After the conquest – or invasion, as Cusqueños call it – the Spaniards tore down many Cusco buildings and constructed their own palaces and churches on top of the Inca foundations. Examples of cultural fusion are still present – monumental Inca stonework on the bottom and colonial architecture on top. But the Spaniards could not tear down or build over all the Inca construction. Inca ruins are everywhere in the Cusco area.
Aimee rockets down the slide.
We began our tour above Cusco at Saqsayhuaman, a complex of gigantic stones, carved to fit incredibly closely. It was an administrative and religious center in the Inca times. As the high ground above Cusco, it was also the site of an important battle between the Incas and Spaniards.
Jackson emerges from a cave.
We went on to visit two other Inca ruins. Both Tambomachay and Pukapukara were places that the emperor sometimes lodged, the first a holy spring and the second a military checkpoint and administrative center. Both were located on ancient roads leading to Cusco.
A statue of an Inca leader in the Plaza de Armas.
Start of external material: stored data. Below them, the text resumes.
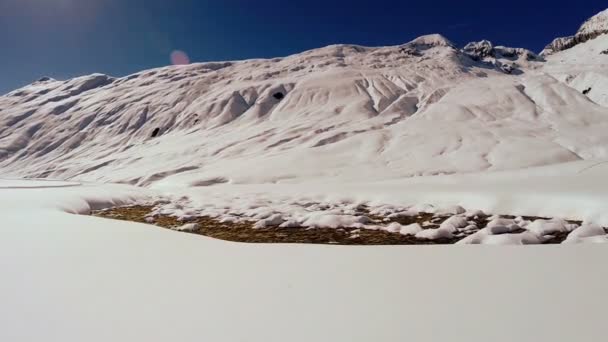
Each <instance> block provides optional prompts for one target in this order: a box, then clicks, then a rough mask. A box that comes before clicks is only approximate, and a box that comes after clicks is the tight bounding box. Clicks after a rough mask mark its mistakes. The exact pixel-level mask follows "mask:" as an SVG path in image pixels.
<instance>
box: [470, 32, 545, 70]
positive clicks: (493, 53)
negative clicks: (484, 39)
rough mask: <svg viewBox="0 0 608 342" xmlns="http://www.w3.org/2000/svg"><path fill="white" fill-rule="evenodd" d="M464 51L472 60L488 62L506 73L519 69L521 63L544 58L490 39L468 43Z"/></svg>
mask: <svg viewBox="0 0 608 342" xmlns="http://www.w3.org/2000/svg"><path fill="white" fill-rule="evenodd" d="M462 52H463V53H464V54H465V55H467V56H469V58H471V59H472V60H474V61H477V62H483V63H487V64H489V65H491V66H494V67H495V68H497V69H499V70H501V71H502V72H504V73H506V74H511V73H513V72H515V71H516V70H518V69H519V66H520V64H523V63H526V62H529V61H542V58H540V57H539V56H537V55H536V54H535V53H533V52H532V51H530V50H526V49H521V48H510V47H506V46H494V45H493V44H492V42H490V41H488V40H482V41H479V42H471V43H468V44H467V45H466V46H465V47H464V48H463V49H462Z"/></svg>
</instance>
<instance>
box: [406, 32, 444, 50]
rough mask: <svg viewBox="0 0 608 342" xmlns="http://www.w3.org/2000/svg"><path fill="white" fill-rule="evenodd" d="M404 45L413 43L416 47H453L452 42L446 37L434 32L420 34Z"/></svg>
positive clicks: (408, 44)
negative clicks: (419, 35) (448, 39)
mask: <svg viewBox="0 0 608 342" xmlns="http://www.w3.org/2000/svg"><path fill="white" fill-rule="evenodd" d="M406 45H413V46H416V47H425V48H431V47H437V46H446V47H452V48H453V47H454V44H453V43H452V42H450V41H449V40H448V39H447V38H446V37H444V36H442V35H440V34H438V33H435V34H427V35H424V36H420V37H418V38H416V39H414V40H412V41H411V42H409V43H407V44H406Z"/></svg>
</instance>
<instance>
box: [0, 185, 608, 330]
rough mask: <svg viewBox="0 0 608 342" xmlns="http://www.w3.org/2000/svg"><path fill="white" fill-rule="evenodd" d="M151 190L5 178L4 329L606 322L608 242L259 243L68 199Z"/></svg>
mask: <svg viewBox="0 0 608 342" xmlns="http://www.w3.org/2000/svg"><path fill="white" fill-rule="evenodd" d="M4 184H5V185H10V184H11V183H10V182H8V181H5V183H4ZM15 185H20V186H21V185H23V182H19V183H15ZM32 186H34V185H33V184H32ZM141 191H142V189H133V188H131V187H126V186H110V185H103V186H92V185H86V184H85V185H82V186H80V187H70V188H59V187H49V188H46V189H11V190H7V189H3V190H1V191H0V203H2V204H3V206H0V217H2V222H1V224H0V236H1V238H0V271H1V272H2V281H1V282H0V303H2V305H0V340H2V341H11V342H26V341H27V342H30V341H48V342H54V341H90V342H96V341H100V342H101V341H104V342H105V341H117V342H122V341H150V342H156V341H167V340H179V341H185V342H188V341H201V340H203V341H217V342H222V341H264V342H273V341H294V342H296V341H353V342H355V341H403V340H415V341H470V342H475V341H488V340H492V341H505V342H506V341H514V340H517V341H530V342H532V341H534V342H536V341H573V340H576V341H589V342H591V341H601V340H603V337H604V336H605V325H604V321H605V316H606V307H608V300H607V299H606V296H605V288H606V285H608V271H607V268H606V267H603V265H602V262H601V261H602V260H605V259H606V257H608V254H607V253H608V250H607V249H606V248H604V247H603V246H593V245H587V246H576V245H571V246H561V247H559V246H558V247H550V246H547V247H544V248H538V249H528V248H521V247H504V248H487V247H483V246H477V247H476V246H472V247H467V248H462V247H458V246H455V247H454V246H451V247H420V248H417V247H370V248H366V247H362V248H352V247H336V246H333V247H331V246H312V245H302V246H297V245H290V246H285V245H264V246H261V245H255V244H253V245H247V244H234V243H226V242H222V241H216V240H211V239H207V238H204V237H200V236H194V235H189V234H182V233H176V232H172V231H168V230H164V229H159V228H155V227H152V226H146V225H139V224H133V223H126V222H118V221H116V222H114V221H108V220H103V219H99V218H94V217H89V216H76V215H71V214H67V213H65V212H63V211H62V210H60V208H63V209H64V210H70V211H72V212H81V213H86V212H87V210H89V209H90V208H91V207H94V206H96V205H98V204H100V203H102V202H105V203H106V204H108V203H111V202H113V203H116V204H117V203H120V202H126V201H130V200H133V196H135V197H137V196H140V195H138V194H139V193H141ZM5 203H10V204H12V205H13V206H12V207H10V208H8V209H7V208H6V207H5V206H4V204H5Z"/></svg>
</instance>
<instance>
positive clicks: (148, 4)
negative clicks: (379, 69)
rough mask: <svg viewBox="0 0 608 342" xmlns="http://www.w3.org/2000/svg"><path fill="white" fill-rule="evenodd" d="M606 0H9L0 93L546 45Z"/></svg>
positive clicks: (0, 52) (529, 47)
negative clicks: (280, 0)
mask: <svg viewBox="0 0 608 342" xmlns="http://www.w3.org/2000/svg"><path fill="white" fill-rule="evenodd" d="M606 7H608V3H607V2H606V0H598V1H594V0H584V1H563V0H550V1H549V0H526V1H521V0H505V1H487V0H483V1H479V0H475V1H467V0H460V1H453V0H426V1H425V0H417V1H407V0H401V1H397V0H395V1H392V0H373V1H371V0H367V1H357V0H350V1H342V0H339V1H332V0H308V1H297V0H293V1H292V0H281V1H277V0H263V1H259V0H198V1H197V0H0V42H1V43H2V48H1V49H0V93H5V92H7V91H9V90H12V89H14V88H17V87H19V86H22V85H25V84H28V83H30V82H32V81H34V80H36V79H38V78H40V77H41V76H51V77H54V78H58V79H66V78H70V77H74V76H78V75H83V74H90V73H93V72H101V73H106V74H110V75H112V76H123V75H127V74H130V73H134V72H137V71H140V70H144V69H149V68H153V67H158V66H164V65H168V64H170V63H171V58H170V56H171V52H172V51H175V50H181V51H184V52H185V53H186V54H187V55H188V56H189V59H190V60H192V61H195V62H199V61H211V60H234V59H245V58H253V57H277V56H285V55H289V54H293V53H297V52H301V51H304V50H308V49H311V48H316V47H321V46H325V45H329V44H335V43H352V44H360V45H368V46H378V45H394V44H401V43H405V42H407V41H409V40H411V39H413V38H415V37H417V36H420V35H423V34H428V33H441V34H443V35H445V36H446V37H447V38H448V39H450V40H452V41H453V42H454V43H456V44H458V45H461V46H462V45H464V44H465V43H466V42H468V41H472V40H480V39H489V40H491V41H493V42H494V43H495V44H501V45H509V46H517V47H526V48H529V49H531V50H534V51H537V52H538V51H540V50H541V49H542V47H543V46H544V45H546V44H547V43H549V42H550V41H551V40H552V39H553V38H554V37H556V36H563V35H570V34H573V33H574V32H575V31H576V30H577V29H578V27H579V25H580V24H582V22H583V21H584V20H585V19H587V18H588V17H590V16H591V15H593V14H595V13H597V12H599V11H601V10H603V9H605V8H606Z"/></svg>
After a stop at a textile workshop and lunch in downtown Cusco, students had a few hours to explore. Some stayed near the Plaza de Armas and walked by churches, shops and Qorikancha, the most important Inca temple, which was largely destroyed by the Spaniards to make way for the Church of Santo Domingo. They also explored the nearby artisan market.
Dancers performing La Marinera, Peru’s national dance.
In the evening, we attended a folkloric dance show at a cultural center before catching taxis back to the hotel for the night.